- Company Name
- Jetson
- Job Title
- Data & ML Engineer
- Job Description
-
**Job Title:** Data & ML Engineer
**Role Summary:**
Design, develop, and maintain end‑to‑end data pipelines and machine‑learning systems that power energy optimization, scheduling, anomaly detection, and forecasting. Ensure reliable data flow, model performance, and seamless integration with backend services and edge devices.
**Expactations:**
- Operate autonomously in ambiguous, data‑heavy environments.
- Balance model accuracy with latency, reliability, and explainability.
- Collaborate cross‑functionally with product, firmware, backend, and design teams.
- Uphold engineering rigor through clean code, testing, and CI/CD practices.
**Key Responsibilities:**
- Build and sustain streaming and batch data pipelines, data models, and warehouses/lakes.
- Perform feature engineering, model training, deployment, monitoring, and iterative improvement.
- Design APIs and contracts between ML services, backend systems, and edge devices, handling versioning and failure modes.

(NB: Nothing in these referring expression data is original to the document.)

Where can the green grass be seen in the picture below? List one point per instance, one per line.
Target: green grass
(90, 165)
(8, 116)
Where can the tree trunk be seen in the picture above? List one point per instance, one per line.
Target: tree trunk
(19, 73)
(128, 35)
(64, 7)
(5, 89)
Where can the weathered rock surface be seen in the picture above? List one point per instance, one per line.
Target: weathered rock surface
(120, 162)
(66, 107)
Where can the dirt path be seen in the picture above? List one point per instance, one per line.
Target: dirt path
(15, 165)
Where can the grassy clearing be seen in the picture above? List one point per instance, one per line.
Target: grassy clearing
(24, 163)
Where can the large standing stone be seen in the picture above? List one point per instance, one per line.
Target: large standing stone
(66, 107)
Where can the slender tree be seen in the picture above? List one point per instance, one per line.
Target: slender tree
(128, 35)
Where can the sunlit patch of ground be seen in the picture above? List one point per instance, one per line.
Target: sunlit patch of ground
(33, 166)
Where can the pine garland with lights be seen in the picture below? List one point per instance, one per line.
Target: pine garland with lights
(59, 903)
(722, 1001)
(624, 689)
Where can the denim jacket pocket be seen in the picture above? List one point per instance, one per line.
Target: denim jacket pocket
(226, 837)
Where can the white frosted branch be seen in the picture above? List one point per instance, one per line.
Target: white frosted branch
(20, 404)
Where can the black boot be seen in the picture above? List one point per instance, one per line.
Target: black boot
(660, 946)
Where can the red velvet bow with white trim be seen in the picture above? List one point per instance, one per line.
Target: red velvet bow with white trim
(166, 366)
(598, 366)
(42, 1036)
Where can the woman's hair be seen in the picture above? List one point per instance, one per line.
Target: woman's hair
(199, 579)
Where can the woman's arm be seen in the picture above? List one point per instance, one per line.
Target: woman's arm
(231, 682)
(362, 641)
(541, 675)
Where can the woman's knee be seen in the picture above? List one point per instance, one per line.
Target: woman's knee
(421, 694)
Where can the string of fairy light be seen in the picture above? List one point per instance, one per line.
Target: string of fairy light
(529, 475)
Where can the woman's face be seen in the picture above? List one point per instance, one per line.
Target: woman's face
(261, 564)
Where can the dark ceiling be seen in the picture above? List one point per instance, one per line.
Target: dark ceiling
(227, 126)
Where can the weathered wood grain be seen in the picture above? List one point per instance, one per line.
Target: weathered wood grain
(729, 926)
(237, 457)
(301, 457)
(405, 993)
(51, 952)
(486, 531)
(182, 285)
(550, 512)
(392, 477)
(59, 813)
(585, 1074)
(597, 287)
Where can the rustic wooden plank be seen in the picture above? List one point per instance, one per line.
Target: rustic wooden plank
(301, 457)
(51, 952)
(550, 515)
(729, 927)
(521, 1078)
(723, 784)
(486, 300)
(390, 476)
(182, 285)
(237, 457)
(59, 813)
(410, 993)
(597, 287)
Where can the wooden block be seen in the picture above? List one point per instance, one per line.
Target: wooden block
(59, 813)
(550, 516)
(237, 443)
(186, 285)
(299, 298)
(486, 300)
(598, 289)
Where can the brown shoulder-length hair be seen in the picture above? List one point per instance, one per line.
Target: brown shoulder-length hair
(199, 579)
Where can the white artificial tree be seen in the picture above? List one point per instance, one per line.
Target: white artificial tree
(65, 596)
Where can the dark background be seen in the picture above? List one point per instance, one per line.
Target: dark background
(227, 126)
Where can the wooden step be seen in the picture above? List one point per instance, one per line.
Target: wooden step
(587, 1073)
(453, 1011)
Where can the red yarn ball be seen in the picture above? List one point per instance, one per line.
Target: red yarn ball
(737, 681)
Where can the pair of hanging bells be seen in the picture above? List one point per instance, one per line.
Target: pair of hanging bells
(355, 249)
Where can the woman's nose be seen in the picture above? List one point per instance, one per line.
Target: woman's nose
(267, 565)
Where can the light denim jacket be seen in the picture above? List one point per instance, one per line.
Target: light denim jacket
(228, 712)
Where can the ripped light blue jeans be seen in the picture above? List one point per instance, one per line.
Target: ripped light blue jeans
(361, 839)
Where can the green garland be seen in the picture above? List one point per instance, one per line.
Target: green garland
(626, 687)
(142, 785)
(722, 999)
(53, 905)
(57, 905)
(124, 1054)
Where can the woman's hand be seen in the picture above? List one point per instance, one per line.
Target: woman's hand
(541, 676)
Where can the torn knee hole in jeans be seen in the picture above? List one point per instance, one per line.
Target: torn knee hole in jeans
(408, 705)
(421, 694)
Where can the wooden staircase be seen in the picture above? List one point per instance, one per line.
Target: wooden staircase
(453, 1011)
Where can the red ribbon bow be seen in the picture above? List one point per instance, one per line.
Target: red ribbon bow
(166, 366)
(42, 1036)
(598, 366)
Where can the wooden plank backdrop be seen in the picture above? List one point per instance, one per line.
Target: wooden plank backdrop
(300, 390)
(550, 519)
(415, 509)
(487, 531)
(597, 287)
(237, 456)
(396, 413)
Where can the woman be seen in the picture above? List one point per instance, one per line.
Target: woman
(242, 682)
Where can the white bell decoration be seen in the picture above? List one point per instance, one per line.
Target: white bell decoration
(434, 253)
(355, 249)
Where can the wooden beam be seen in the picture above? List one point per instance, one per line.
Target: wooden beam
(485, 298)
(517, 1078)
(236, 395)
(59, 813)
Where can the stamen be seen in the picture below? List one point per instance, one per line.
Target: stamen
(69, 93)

- Implement drift detection, retraining schedules, and robust failure handling for production models.
- Contribute to data architecture, modeling standards, and AI governance frameworks.
**Required Skills:**
- Strong data engineering foundation (SQL/NoSQL, data modeling, ETL, streaming platforms).
- Proven experience delivering production ML models; familiarity with model lifecycle management.
- Proficiency in Python (or comparable language) and ML libraries (e.g., TensorFlow, PyTorch, scikit‑learn).
- Understanding of time‑series data, optimization, or control‑system contexts.
- Solid software engineering practices: version control, unit/integration testing, CI/CD pipelines.
- Excellent communication and teamwork skills across multidisciplinary groups.
**Required Education & Certifications:**
- Bachelor’s degree in Computer Science, Data Science, Electrical Engineering, or a related technical field (or equivalent practical experience).
- Relevant certifications (e.g., AWS Certified Data Analytics, Google Cloud Professional Data Engineer, or ML specialization) are a plus but not mandatory.